In order for local zone controllers to satisfactorily manage fault conditions there must be sufficient equipment redundancy that the electricity system can operate with any single major component out of service. A problem in Ontario at present is that there are numerous places, particularly around Toronto, where transmission/distribution redundancy simply does not exist at peak load conditions.

When there are numerous distributed generators supplying a feeder the issue of voltage control must be faced. Distributed generators must be programmed to net output on a negative slope power versus voltage proportional control curve. The zone controllers must be designed for unconditional power stability except when there is sudden loss of electricity supply. One of the implications of distributed voltage control is that distributed generators operate under power constraint. As the electricity system becomes less dependent on fossil fuels at the margin, distributed generator power constraint becomes a fact of life.

Successful operation of a smart grid relies on an electricity rate that financially rewards both generators and load customers for provision of energy storage and power control. That electricity rate in turn relies on availability of directional interval kWh data from Smart Meters and Smarter Meters.

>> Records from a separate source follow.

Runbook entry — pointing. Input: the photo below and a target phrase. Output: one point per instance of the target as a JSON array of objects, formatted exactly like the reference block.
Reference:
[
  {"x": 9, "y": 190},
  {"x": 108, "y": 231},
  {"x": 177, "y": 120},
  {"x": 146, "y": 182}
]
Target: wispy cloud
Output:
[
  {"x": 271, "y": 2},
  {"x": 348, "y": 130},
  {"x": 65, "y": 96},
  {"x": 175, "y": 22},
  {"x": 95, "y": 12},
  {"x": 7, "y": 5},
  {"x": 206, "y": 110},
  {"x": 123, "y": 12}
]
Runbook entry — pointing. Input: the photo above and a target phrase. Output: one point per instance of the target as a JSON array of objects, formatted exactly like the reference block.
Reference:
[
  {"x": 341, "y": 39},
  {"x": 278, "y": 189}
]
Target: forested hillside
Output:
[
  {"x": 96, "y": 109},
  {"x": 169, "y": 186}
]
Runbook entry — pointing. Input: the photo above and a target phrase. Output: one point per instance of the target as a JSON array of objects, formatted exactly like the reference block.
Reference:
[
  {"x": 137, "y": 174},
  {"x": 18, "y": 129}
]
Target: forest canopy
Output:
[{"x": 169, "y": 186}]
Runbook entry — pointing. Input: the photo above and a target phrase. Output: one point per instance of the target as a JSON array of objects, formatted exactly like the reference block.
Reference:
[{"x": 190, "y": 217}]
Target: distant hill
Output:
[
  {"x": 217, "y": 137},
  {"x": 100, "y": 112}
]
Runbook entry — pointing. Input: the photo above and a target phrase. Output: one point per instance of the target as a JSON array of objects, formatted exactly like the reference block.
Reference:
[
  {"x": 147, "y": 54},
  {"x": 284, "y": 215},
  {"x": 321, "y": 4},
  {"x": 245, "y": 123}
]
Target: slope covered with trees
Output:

Implementation of a Smart Grid involves the following steps:
1. Upgrading the grid such that any single component can be taken out of service without impacting electricity service to end users;
2. Installation of directional interval kWh meters that record all energy flows into or out of the grid as a function of time;
3. Installation of a communications system that gathers the metered data and that broadcasts common information needed by local controllers to optimize their control strategies;
4. Changes to the electricity rate structure so that all grid customers have a strong economic motivation to maximize generator capacity factor, maximize load factor and control their net generation/load in a manner which is consistent with stable and economic grid operation;
5. Implementation of the new electricity rate structure using the interval metered data;
6. Implementation of new local control systems at most substations and behind distributed generator and load customer electricity meters;
7. Implementation of energy storage behind distributed generator and load customer electricity meters;
8. Ongoing analysis of metered data to identify grid segments that need service or further upgrades.

In mid 2010 Ontario is still in the midst of steps #1,#2 and #3. The Ontario government, the Ontario Power Authority (OPA) and the Ontario Energy Board (OEB) have made little or no progress on step #4 and #5. The technology necessary to implement step #6 exists, but end users have little motivation to apply it because there is insufficient economic incentive in the electricity rate structure. There has been no progress on steps #7 and #8.

At the root of the smart grid implementation is the unwillingness of politicians to proceed with essential grid upgrades that have been clearly identified by engineers for many years. The best engineering solution in the world will not solve an electricity system problem if a local politician with NIMBY supporters blocks its physical implementation.

Ontario has a fundamental problem that both the province and local municipalites have not made adequate planning provisions for electricity transmission corridors. Until provincial politicians address this problem this issue will constrain the potential smart grid benefits. At the present the OPA is attempting to resolve transmission bottlenecks through the use of local natural gas fired generation. However, use of this generation is contrary to necessary CO2 emission reductions and needs dedicated energy transmission corridors through urban areas for supplying the natural gas to the generators. The intelligent solution is to face the energy transmission corridor planning issue head on and to reserve energy transmission corridors where they are reasonably required.

Proper long term grid planning requires restricting use of real estate along future energy transmission corridors. The energy transmission corridor land acquisition process takes many years. Successive Ontario governments have procrastinated about this issue for the last four decades.

This web page last updated September 12, 2010.